The role of DCUSU Welfare Officer faired tougher and busier than anticipated, Domhnaill Harkin, the outgoing Welfare Officer told The College View.
Harkin admitted that he was a little bit naive entering the role of Welfare Officer, “it’s a lot of process to go through and change takes a lot of time,” he said, “you just have to do the best you can in your one year here”.
Harkin struggled to pin down one highlight, but he said that two students approached him regarding unfair fines from student accommodation and favoured this because he believed he had made a difference.
“I studied law so I researched it,” Harkin said. “We came back with a huge counter-argument and they got the fine reduced so much”.
Harkin’s manifesto stated that he wanted to introduce an appeals system to campus residence fines.
The appeals system was not implemented this year. Harkin approached campus residence about the matter but he claimed “the appetite for that just wasn’t there”.
“Once the people in charge aren’t up for it, you can’t really push for it,” he said.
STI screening days were run throughout the year, as Harkin’s manifesto stated he would do. €6000 has been put into the screening days and 1300 people have been tested.

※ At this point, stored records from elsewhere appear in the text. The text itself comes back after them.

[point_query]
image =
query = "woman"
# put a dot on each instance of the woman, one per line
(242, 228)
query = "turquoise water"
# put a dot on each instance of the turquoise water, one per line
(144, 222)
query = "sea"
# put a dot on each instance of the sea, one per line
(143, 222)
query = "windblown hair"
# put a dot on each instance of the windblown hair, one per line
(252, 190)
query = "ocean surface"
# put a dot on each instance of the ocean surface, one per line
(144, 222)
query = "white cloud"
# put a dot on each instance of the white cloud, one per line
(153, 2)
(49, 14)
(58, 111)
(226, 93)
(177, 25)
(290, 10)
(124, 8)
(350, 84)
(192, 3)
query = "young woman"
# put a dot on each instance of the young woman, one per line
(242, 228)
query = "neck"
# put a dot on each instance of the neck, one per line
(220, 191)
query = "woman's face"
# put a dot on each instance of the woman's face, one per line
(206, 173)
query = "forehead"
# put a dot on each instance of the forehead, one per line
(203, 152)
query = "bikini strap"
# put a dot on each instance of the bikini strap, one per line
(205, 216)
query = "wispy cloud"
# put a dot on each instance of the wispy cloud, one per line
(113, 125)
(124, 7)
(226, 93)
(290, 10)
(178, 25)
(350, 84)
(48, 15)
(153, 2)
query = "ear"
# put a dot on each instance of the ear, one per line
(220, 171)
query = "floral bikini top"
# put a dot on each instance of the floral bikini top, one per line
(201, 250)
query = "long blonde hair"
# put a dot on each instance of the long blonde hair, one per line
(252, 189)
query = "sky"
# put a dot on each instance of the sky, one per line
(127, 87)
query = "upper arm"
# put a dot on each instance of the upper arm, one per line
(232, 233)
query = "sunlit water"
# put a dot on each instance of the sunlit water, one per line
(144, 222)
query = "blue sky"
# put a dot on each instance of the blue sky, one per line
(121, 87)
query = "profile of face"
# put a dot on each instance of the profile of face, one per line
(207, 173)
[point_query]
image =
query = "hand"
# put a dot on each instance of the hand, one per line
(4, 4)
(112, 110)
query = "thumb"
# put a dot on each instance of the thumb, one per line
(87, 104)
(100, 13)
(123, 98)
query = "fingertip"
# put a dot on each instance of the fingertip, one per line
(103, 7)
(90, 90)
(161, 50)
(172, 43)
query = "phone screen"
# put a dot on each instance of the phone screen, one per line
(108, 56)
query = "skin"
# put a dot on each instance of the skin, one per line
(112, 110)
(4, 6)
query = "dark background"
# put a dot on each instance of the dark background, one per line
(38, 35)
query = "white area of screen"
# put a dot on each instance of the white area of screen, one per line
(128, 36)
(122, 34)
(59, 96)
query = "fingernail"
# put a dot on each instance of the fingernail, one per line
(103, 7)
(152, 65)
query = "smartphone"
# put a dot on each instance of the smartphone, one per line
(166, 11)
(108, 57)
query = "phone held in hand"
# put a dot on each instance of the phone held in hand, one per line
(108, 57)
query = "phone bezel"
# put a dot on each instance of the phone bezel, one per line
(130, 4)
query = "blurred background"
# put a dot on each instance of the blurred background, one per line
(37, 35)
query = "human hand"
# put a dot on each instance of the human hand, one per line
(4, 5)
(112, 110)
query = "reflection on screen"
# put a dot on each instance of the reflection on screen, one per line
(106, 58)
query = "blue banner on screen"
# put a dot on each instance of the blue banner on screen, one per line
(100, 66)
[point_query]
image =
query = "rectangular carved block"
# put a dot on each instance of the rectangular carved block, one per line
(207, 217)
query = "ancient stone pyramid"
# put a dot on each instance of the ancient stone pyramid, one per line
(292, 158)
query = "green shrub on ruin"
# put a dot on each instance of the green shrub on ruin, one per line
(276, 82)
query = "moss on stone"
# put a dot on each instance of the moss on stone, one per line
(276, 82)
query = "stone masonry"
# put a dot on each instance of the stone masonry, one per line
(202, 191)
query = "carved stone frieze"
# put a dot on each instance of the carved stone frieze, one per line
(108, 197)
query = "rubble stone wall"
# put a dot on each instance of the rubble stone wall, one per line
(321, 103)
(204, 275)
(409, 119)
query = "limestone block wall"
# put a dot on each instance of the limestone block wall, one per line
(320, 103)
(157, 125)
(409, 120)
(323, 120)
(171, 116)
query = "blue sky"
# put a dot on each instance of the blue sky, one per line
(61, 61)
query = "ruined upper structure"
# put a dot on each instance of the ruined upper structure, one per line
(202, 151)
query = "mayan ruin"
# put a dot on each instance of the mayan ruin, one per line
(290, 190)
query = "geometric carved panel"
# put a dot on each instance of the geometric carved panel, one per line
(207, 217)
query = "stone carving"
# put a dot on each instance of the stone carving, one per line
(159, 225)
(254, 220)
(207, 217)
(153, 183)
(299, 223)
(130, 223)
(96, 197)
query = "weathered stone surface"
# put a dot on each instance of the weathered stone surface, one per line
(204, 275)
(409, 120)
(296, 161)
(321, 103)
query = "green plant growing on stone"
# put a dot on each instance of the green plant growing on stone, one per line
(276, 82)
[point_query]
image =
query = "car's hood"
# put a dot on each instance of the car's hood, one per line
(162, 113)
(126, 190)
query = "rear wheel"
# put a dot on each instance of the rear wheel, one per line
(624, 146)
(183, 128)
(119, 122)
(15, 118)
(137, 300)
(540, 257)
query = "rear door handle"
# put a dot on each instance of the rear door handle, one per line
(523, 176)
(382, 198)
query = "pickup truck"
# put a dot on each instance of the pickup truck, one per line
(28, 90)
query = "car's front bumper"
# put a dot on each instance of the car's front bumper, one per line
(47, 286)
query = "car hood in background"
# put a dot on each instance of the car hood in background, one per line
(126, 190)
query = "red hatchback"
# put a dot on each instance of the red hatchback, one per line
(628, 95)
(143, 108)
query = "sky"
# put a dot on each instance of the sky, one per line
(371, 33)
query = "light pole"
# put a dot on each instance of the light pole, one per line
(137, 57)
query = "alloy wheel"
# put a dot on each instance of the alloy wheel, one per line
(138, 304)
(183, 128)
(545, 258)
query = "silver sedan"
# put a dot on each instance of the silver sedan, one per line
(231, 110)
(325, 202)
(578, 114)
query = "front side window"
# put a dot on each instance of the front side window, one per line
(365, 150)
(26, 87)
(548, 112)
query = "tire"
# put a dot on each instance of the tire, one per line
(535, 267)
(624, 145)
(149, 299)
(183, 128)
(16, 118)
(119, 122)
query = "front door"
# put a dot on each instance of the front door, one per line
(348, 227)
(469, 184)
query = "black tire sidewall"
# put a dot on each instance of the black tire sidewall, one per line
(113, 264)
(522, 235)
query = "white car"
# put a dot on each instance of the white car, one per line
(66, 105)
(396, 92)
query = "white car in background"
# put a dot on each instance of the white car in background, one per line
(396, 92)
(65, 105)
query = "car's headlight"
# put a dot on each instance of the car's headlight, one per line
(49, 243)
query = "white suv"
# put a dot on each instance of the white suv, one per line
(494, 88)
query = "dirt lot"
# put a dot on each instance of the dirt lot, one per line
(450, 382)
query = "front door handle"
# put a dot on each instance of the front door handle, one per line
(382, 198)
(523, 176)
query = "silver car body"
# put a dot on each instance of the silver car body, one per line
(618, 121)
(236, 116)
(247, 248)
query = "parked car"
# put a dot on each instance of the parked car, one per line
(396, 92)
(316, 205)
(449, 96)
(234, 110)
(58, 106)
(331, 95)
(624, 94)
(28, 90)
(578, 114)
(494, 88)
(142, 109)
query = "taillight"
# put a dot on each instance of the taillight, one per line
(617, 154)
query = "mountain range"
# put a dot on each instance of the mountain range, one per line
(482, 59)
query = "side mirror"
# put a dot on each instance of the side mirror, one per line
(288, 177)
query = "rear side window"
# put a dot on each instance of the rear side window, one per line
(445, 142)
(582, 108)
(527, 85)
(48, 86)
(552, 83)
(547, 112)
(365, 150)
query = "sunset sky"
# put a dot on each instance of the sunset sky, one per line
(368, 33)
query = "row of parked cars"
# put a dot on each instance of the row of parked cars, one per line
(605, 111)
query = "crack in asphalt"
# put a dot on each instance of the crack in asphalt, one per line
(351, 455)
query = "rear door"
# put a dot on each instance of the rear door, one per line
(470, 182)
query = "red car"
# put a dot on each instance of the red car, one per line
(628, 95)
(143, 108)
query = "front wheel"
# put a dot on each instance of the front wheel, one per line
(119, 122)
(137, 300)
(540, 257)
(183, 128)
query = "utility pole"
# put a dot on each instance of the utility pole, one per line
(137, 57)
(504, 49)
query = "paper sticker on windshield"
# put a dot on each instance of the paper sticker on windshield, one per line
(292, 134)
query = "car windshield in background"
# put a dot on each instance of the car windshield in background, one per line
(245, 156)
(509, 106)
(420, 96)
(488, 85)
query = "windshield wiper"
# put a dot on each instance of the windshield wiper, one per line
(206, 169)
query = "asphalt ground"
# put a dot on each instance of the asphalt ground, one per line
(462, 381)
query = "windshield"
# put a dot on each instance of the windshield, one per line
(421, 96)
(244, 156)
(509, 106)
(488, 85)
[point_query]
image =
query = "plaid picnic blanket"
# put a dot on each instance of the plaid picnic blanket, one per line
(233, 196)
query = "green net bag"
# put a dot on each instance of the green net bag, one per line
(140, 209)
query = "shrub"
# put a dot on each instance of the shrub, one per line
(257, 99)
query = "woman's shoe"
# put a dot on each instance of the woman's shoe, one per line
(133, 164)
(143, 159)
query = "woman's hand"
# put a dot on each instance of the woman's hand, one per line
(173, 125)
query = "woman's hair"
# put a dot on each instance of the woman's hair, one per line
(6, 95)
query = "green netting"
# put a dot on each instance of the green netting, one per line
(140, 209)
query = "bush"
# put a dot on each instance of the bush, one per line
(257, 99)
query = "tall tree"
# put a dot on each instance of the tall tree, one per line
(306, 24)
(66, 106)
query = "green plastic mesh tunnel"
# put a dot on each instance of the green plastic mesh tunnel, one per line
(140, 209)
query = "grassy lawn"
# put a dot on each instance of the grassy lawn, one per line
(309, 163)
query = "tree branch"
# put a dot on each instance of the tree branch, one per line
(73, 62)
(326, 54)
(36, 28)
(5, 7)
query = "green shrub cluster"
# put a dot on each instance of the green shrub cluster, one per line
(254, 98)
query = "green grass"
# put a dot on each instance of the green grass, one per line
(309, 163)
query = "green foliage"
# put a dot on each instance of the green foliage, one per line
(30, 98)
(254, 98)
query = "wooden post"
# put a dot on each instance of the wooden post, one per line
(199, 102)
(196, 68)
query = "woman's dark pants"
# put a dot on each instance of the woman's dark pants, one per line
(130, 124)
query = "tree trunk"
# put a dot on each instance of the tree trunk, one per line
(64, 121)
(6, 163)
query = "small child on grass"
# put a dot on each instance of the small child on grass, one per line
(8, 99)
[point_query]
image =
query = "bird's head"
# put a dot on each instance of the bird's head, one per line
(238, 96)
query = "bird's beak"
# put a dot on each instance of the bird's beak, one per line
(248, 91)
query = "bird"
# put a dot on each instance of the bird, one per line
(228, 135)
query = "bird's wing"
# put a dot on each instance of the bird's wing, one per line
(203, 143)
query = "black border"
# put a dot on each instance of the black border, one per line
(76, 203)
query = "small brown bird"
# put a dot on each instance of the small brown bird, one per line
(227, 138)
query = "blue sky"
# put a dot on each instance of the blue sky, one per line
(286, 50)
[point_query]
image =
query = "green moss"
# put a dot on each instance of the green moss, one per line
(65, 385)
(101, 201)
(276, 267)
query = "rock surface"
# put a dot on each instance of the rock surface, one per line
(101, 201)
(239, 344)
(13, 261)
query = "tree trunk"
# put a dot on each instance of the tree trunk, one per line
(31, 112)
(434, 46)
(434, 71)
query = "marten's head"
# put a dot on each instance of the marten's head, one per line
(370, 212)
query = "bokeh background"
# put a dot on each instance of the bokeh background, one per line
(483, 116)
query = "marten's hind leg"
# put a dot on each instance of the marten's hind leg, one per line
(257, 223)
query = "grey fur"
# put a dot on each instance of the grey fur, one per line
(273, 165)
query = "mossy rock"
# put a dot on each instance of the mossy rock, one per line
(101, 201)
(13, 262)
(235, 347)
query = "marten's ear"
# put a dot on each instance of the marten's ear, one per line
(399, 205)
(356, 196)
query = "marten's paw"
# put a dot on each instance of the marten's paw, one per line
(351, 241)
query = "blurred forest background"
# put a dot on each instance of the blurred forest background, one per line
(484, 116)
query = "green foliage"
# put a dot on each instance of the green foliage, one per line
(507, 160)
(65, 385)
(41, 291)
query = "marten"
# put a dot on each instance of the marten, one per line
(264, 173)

Another €3000 will be put into the fund this week, according to Harkin.
“It’s expensive to do, it’s where nearly all my budget went to, but I think it’s a worthwhile project to do,” he said.
When asked if there was anything he would have done differently as Welfare Officer, Harkin stated that he wouldn’t be so headstrong.
“I can go in with all guns blazing sometimes, it’s something I need to address,” Harkin said, “You need to be cool and collected, that’s something I failed in during my early days, but I think I’m better at it now.”